The other worker, though, raised a mass of wire and pipes above his head and sang out, yes, sang


He wasn't wearing a gas mask or goggles, and if it weren't for his huge smile and the juxtaposition of his singing and sanitation gear, I would have found him a bit obnoxious. Instead, I was sort of pleased this random Japanese sanitation worker was singing good morning to me. I laughed, and was on my way.

Such are the joys of being obviously foreign.

Jan 9, 2008


When I returned to Japan last week, one of my Japanese coworkers said "Welcome home!" to me as I walked into work. She meant well, and was sincerely glad to see me, but nevertheless, it felt somewhat wrong. I'd just been home, my real home, and was wishing I was still there even as I got off the plane.

I'd briefly been back to the States in the summer, but that was only for a few days. I saw people for maybe an hour each at the most, didn't have much time to take anything in, and was soon back in Japan. This time, though, I was stateside for over two weeks, ample enough time to fool myself into thinking that I still lived there.

It was good, and also disorienting. Two weeks back brought to light how much Japan has changed me, if anything because I felt like I had a bowling ball in my gut from suddenly eating so much heavy American Christmas food. My innards, which have become used to rice and fish, were suddenly lugging around cheese, turkey, and meat, a gastronomic signal that I was somewhere else. Make no mistake, though- I loved every cheesy hors d'ouvres that I scarfed down there.

It was also bit odd to use English so much in the outside world. I use English all the time here- I teach it, I speak it with my coworkers and girlfriend, and I read English material all of the time. But the outside world is obviously different. It's as if there's a sort of barrier between my English world and Japanese world. I spend lots of time on little islands of English-ness that are surrounded by Japanese. The Japanese world is something that needs to be solved and negotiated, a place where I need to be conscious, listen, think, etc. This is not a bad thing at all- the heightened sense of awareness and such that I have being surrounded by a foreign language and culture is an incredible sensation.

So, it was strange to not have that sensation about me anymore. In the States, everything was suddenly familiar, banal, and comforting all at once.
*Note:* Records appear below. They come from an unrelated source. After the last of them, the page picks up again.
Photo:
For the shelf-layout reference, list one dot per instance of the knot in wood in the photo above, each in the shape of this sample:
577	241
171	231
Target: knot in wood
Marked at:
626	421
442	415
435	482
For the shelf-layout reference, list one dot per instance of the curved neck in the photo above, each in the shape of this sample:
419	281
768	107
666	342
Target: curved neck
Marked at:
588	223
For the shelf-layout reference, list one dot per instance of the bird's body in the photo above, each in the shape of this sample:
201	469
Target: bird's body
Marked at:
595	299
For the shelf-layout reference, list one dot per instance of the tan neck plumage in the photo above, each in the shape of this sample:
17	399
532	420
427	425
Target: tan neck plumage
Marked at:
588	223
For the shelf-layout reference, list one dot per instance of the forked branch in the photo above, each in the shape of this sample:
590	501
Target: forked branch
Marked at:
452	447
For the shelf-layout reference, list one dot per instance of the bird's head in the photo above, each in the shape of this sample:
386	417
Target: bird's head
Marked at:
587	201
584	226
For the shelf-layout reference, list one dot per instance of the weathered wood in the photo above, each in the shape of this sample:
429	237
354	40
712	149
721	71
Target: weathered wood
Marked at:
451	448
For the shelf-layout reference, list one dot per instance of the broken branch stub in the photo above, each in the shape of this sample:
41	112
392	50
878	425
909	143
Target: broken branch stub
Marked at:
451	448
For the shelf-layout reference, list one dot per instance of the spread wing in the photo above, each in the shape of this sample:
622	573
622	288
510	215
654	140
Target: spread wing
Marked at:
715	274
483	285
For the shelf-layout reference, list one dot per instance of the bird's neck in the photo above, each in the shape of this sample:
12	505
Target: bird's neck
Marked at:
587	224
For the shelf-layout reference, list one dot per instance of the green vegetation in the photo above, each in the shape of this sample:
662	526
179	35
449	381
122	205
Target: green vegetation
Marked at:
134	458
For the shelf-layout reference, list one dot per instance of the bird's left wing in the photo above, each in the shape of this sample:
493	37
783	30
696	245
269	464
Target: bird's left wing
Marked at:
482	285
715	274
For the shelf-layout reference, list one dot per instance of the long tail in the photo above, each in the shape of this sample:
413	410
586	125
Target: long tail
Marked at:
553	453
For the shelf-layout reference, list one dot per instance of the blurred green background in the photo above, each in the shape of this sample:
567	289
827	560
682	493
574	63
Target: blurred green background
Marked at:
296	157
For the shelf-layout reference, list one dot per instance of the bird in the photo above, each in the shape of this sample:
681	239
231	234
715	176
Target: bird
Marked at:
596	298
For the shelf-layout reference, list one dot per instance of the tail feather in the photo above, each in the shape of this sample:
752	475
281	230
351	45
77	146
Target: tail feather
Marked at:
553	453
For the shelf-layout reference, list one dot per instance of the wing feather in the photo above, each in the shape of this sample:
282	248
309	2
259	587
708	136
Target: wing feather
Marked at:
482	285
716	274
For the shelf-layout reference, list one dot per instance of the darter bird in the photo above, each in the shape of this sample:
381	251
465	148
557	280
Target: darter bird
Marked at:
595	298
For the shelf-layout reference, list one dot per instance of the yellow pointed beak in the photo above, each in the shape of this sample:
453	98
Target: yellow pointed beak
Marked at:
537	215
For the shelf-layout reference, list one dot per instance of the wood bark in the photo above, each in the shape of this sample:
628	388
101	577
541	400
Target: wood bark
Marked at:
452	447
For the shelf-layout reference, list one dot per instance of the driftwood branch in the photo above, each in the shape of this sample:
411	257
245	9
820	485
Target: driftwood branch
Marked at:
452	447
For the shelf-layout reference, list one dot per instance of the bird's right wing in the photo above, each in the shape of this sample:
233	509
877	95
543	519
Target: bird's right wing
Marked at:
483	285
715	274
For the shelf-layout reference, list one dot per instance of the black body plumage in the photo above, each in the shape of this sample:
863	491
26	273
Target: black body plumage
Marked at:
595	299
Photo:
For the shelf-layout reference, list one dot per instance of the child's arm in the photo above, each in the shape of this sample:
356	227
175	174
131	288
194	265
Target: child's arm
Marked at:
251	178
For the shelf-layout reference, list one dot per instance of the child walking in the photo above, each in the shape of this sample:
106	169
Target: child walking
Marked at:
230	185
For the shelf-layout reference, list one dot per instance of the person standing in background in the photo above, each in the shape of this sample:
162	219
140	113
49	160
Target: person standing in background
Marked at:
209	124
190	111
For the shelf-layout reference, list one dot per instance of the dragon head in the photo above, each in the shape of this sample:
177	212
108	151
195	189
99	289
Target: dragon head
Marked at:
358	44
I'd stopped being conscious of always being in "Japan-mode." I'd gotten so accustomed to having to puzzle out what signs mean, make do with approximate meanings, and generally guess as to what was going on, that I had forgotten, a bit, the precision and sharpness that a native language can offer.

Everything was sharp and navigable- absurd as it may sound, "hello" is still more readily understandable to me than "konichiwa." This is wholly irrational, as "konichiwa" was one of the few Japanese words I knew before I got here, and it's a simple word that I use every single day. I even say it to my American coworker, just to be eccentric. And yet, to hear a clear, native speaker "hello," from strangers, one with rising and falling intonation, one with a perfectly shaped "l" sound, was jarringly wonderful.

What's more, much of the English that I use on a day to day basis is for the benefit of people who have a fairly low level when it comes to speaking. When I meet someone new, I have to feel out over the course of the first few minutes of the meeting how good their English is, and even with the most advanced speakers I can't whip out the advanced stuff. Even my most advanced students would have no idea what I meant if I said "Orwellian," "snobbish," or "verbose," for example. Knowing that I could say those things to someone I just met was a liberating feeling.

But of course, the best part of my trip back was seeing my family and friends. With my friends in particular, I was impressed that I'd been gone for a year and that hanging out was remarkably normal. I'd been gone, we'd been out of contact, and that didn't matter- I was at home among awesome people whom I know will still be there when I come back at some future point. The knowledge that I have such wonderful friendships back home put my mind at ease far more than being able to use my native language. You guys rock, I love you all, and I miss you.

Now, I'm back in Kanto, here for another year, and I'm wondering what I'll learn.